OIR used demolition material -- rather than the more common precision strike -- to destroy a 1,300-foot tunnel in Ninewah Province, which shares a border with northeastern Syria. The subterranean hideout was considered a long-term safe haven for Islamic State (ISIS) members, and it contained "bed down areas, a stove for cooking and electrical material for lighting," coalition officials said in a press release Saturday.
“There is an awareness to where Daesh is hiding,” OIR Commander and Air Force Maj. Gen. Eric Hill said, referring to ISIS by its Arabic acronym.
The announcement came one week after ISIS leader Abu Bakr al-Baghdadi killed himself by detonating an explosive vest during a raid by U.S. forces at a compound in northern Syria. The terror group since announced a new leader and has threatened to get revenge on the U.S.
Meanwhile, the French Air Force on Thursday bombed an ISIS weapons cache in Iraq and posted footage of the assault online.
Two other tunnel systems under an unoccupied village in Ninewah Province were also blown up, one by demolition material and the other by an F-35 airstrike, the coalition said.
OIR also conducted an Oct. 25 kinetic strike on an ISIS tunnel and cave system in the area.
The coalition said the tunnels contained "bed down locations" for terrorists and were believed to be a transit hub for the fighters.
ISIS regularly used tunnel systems in the mountains outside Mosul between 2014 and 2016, according to officials.
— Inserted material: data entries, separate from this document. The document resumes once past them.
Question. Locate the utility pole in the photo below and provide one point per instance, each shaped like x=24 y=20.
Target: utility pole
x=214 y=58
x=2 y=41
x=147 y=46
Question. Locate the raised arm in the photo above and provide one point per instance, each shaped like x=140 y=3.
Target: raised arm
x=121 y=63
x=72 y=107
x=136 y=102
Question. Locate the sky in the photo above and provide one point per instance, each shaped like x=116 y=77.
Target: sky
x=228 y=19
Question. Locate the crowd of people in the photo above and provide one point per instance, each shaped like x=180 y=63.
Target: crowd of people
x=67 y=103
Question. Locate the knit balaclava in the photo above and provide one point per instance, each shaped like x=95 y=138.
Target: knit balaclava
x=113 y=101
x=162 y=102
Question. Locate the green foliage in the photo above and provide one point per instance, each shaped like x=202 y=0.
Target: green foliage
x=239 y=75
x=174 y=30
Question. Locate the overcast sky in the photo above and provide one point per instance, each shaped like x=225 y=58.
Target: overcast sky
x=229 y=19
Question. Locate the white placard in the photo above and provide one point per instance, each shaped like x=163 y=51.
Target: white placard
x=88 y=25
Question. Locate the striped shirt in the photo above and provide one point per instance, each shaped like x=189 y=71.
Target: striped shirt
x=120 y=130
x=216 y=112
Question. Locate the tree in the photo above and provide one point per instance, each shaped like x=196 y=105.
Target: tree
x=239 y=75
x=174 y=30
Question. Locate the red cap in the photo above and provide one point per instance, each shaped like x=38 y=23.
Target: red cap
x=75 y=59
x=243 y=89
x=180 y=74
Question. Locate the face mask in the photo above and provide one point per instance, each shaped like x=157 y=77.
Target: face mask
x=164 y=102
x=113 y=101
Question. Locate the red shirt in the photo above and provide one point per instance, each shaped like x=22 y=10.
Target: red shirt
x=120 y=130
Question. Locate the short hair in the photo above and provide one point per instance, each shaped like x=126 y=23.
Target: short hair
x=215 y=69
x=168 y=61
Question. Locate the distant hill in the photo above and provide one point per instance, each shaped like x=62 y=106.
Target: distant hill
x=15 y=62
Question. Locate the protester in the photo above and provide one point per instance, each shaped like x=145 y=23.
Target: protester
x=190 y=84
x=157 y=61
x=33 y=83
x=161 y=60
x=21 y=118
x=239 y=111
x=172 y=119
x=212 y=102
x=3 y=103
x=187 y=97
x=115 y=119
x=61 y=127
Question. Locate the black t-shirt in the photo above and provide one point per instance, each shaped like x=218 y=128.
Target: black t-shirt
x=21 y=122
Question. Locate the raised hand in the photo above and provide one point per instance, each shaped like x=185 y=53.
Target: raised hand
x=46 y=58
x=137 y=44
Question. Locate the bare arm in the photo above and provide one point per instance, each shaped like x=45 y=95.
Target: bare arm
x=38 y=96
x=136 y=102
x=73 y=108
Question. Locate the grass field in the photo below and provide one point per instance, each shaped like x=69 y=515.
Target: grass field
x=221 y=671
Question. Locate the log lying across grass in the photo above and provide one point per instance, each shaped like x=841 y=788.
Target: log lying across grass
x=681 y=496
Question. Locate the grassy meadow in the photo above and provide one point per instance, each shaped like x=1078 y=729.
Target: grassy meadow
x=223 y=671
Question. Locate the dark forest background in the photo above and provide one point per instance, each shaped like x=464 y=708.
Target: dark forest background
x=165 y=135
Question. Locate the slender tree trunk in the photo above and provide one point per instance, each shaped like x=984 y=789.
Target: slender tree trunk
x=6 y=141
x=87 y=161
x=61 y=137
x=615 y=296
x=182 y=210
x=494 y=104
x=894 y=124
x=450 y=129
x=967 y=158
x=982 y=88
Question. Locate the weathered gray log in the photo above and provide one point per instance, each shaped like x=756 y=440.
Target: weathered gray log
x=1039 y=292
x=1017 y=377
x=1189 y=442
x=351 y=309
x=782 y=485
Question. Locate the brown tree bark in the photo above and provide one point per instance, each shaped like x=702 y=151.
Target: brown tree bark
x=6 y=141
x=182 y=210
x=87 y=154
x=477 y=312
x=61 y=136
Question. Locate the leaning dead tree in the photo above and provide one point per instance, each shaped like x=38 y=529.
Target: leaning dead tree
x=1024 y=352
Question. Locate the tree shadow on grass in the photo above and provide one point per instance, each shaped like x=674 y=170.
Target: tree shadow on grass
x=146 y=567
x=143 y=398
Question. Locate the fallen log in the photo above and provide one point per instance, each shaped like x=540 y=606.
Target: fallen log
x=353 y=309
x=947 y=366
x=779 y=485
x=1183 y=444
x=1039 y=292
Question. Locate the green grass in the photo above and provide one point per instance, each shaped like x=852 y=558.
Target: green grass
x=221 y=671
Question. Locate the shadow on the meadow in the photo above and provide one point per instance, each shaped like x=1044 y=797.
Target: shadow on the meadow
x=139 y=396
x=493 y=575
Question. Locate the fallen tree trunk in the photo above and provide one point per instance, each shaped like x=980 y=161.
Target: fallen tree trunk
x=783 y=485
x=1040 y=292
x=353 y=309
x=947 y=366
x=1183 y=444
The hideouts were never properly destroyed, and terrorists still use the underground systems to flee from the "relentless pressure" of coalition partners, Hill said.
"Denying Daesh safe haven removes their ability to hide and plan their future terrorist activities," OIR said in a statement.
The pressure from coalition forces, combined with the approaching rainy season, has led officials to believe the fighters will flee to the mountains for safety, according to the coalition.
“We think we’re effectively, through our partners, keeping them on the run, continuing to eliminate them, pursuing them wherever they go," Hill added.
The coalition is a combined joint task force of dozens of nations established by the U.S. Defense Department in 2014 that are committed to defeating ISIS in Iraq and Syria.